We conducted a review of the literature on the association of biologic therapy and development of lymphomas.

Method

A list was compiled of patients who had attended the haematology department in AMNCH for treatment of lymphomas with a history of biologic drug exposure (Tumour necrosis factor inhibitors (Anti-TNF), Interleukin-6 inhibitors (IL-6) etc). A chart review and brief outline of each case was completed. The PubMed database was searched for articles regarding biologic agents and lymphomas and the relevant papers reviewed.

Results

Clinical detail of seven patients that underwent treatment for lymphoma with prior biologic exposure in the AMNCH catchment area was available. In the case series four had a diagnosis of rheumatoid arthritis (RA) one ankylosing spondylitis, one crohns and one hydradenitis suppurativa.
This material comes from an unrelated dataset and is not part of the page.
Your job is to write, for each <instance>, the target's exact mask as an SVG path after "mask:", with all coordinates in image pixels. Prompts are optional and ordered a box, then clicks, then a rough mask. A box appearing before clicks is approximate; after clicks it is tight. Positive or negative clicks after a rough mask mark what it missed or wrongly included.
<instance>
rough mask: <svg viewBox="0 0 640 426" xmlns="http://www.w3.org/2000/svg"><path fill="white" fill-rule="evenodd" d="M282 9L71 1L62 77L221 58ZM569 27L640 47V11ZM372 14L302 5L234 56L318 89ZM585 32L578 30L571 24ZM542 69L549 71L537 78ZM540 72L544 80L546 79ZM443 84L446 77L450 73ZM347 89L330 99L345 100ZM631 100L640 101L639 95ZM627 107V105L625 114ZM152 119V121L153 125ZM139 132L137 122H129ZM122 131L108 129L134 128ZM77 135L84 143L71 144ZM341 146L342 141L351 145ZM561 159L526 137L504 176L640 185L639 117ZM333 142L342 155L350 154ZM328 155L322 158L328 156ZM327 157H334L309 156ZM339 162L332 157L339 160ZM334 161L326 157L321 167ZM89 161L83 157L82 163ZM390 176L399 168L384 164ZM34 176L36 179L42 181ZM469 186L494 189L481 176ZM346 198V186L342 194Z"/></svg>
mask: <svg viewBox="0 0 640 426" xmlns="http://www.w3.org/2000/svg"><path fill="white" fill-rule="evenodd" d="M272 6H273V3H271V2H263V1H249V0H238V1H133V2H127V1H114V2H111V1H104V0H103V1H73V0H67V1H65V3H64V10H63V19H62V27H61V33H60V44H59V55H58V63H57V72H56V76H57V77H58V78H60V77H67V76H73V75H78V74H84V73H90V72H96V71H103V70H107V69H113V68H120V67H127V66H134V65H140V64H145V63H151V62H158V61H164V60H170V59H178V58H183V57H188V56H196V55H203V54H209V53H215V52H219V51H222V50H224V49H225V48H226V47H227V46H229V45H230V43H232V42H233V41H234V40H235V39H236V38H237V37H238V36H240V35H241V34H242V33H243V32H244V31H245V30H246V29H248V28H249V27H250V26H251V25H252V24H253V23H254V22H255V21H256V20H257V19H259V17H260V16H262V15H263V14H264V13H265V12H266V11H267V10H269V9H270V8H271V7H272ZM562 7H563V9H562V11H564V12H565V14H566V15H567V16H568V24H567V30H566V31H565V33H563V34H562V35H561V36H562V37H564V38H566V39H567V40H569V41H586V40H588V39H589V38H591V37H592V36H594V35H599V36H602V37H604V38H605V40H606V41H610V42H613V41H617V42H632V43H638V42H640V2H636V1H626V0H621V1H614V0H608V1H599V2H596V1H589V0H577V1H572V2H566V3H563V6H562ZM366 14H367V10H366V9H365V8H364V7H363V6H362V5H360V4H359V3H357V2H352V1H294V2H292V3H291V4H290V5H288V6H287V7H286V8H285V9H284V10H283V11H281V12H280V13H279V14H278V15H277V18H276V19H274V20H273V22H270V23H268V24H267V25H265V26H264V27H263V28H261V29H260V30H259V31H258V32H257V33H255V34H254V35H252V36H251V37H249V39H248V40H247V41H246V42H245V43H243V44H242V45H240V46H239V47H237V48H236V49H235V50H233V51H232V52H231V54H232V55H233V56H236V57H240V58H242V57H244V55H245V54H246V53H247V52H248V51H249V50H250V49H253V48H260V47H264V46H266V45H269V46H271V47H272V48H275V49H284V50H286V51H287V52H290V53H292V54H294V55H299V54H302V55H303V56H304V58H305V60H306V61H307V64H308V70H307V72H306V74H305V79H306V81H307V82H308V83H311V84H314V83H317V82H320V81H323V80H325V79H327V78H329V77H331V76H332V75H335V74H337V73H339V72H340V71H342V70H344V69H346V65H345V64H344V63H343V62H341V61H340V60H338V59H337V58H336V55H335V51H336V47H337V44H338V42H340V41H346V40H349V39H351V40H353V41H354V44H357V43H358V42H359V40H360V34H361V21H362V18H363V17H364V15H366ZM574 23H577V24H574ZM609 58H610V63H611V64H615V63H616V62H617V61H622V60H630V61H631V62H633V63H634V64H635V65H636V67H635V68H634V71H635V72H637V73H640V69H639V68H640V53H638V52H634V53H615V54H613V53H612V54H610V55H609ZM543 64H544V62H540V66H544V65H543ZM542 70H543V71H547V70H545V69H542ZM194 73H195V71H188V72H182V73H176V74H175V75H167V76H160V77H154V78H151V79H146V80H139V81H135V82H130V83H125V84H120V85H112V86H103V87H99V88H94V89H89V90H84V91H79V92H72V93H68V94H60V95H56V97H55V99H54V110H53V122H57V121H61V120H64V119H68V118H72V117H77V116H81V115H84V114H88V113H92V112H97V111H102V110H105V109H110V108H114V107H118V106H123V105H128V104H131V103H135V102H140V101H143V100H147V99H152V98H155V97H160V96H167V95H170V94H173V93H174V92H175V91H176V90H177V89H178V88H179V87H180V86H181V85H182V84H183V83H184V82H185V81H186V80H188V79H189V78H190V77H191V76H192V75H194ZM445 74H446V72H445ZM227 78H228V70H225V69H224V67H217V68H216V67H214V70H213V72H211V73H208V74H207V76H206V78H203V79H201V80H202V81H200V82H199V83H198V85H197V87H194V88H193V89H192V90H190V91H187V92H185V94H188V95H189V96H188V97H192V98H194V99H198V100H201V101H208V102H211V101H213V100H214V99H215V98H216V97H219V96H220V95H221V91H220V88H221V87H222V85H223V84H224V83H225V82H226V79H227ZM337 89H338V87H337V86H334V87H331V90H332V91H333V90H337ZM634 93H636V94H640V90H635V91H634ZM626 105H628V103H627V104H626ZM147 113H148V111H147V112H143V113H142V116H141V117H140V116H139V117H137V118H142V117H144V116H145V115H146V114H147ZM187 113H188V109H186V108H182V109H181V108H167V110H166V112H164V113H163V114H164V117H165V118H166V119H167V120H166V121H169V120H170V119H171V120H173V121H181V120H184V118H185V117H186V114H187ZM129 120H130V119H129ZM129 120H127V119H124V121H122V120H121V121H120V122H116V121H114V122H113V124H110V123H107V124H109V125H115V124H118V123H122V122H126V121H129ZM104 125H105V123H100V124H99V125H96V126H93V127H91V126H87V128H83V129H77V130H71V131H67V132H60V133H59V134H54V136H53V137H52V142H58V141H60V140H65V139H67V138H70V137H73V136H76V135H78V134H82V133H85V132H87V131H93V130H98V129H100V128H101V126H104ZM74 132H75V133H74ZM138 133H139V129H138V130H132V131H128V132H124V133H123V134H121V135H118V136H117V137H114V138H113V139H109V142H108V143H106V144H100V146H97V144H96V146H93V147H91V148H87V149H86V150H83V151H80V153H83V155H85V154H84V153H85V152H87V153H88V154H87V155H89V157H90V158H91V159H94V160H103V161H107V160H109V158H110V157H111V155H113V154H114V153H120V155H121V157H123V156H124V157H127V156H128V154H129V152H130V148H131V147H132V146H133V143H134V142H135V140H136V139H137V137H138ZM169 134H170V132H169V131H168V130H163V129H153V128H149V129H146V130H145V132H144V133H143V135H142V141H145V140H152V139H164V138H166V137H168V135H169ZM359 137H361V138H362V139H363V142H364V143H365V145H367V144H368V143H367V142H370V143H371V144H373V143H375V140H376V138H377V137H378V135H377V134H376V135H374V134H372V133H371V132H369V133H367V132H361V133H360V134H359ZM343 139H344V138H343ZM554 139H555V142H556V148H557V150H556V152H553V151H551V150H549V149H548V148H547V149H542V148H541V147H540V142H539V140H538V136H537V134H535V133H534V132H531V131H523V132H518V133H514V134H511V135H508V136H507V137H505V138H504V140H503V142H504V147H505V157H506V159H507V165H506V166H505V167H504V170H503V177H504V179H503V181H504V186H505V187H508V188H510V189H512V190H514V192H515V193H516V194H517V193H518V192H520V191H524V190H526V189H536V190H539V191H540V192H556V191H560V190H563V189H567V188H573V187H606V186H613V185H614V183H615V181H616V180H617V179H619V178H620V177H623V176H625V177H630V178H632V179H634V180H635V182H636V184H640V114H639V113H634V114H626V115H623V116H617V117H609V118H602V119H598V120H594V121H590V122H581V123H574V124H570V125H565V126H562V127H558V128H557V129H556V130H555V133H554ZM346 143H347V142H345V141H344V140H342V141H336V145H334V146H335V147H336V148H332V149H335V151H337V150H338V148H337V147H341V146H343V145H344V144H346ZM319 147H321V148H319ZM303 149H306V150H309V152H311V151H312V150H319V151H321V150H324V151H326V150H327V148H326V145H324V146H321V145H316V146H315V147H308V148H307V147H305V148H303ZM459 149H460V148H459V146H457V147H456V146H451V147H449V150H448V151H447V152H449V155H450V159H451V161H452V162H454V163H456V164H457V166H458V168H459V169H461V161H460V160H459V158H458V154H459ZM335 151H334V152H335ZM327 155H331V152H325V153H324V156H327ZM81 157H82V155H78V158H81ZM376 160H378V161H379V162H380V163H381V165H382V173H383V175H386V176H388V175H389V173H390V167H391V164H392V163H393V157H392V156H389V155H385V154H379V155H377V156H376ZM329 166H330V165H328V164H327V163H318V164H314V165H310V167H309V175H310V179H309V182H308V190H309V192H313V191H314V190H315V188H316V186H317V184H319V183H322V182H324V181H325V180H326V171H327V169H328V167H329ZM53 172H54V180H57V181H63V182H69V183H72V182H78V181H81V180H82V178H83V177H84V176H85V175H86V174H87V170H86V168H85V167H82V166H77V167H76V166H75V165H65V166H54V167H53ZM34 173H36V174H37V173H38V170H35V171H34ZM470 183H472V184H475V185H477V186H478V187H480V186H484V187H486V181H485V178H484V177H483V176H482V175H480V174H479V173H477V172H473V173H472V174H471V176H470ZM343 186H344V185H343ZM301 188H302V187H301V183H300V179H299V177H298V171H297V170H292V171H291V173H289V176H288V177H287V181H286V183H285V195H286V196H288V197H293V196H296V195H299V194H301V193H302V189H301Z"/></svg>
Five had previously been treated with adalimumab, two with etanercept and one with golimumab. Four of the patients went on to develop diffuse large B cell lymphoma (DLBCL), two Hodgkins Lymphoma, one large T cell granular lymphocytosis. The overwhelming evidence from the literature review, including a Cochrane review of 163 RCTs with 50,010 participants and 46 extension studies with 11,954 participants states that although biologic therapy is associated with adverse effects there is no link between their use and development of lymphoma. Indeed the pathophysiology of inflammatory conditions such as RA, crohns etc predisposes to malignancy.

Conclusions

Our case series details information on seven patients that developed different subtypes of lymphoma post biologic therapy. On review of the literature to date there is no evidence that biologics cause lymphoma, rather inflammatory activity. These are relatively new medications and long term data and registries are required.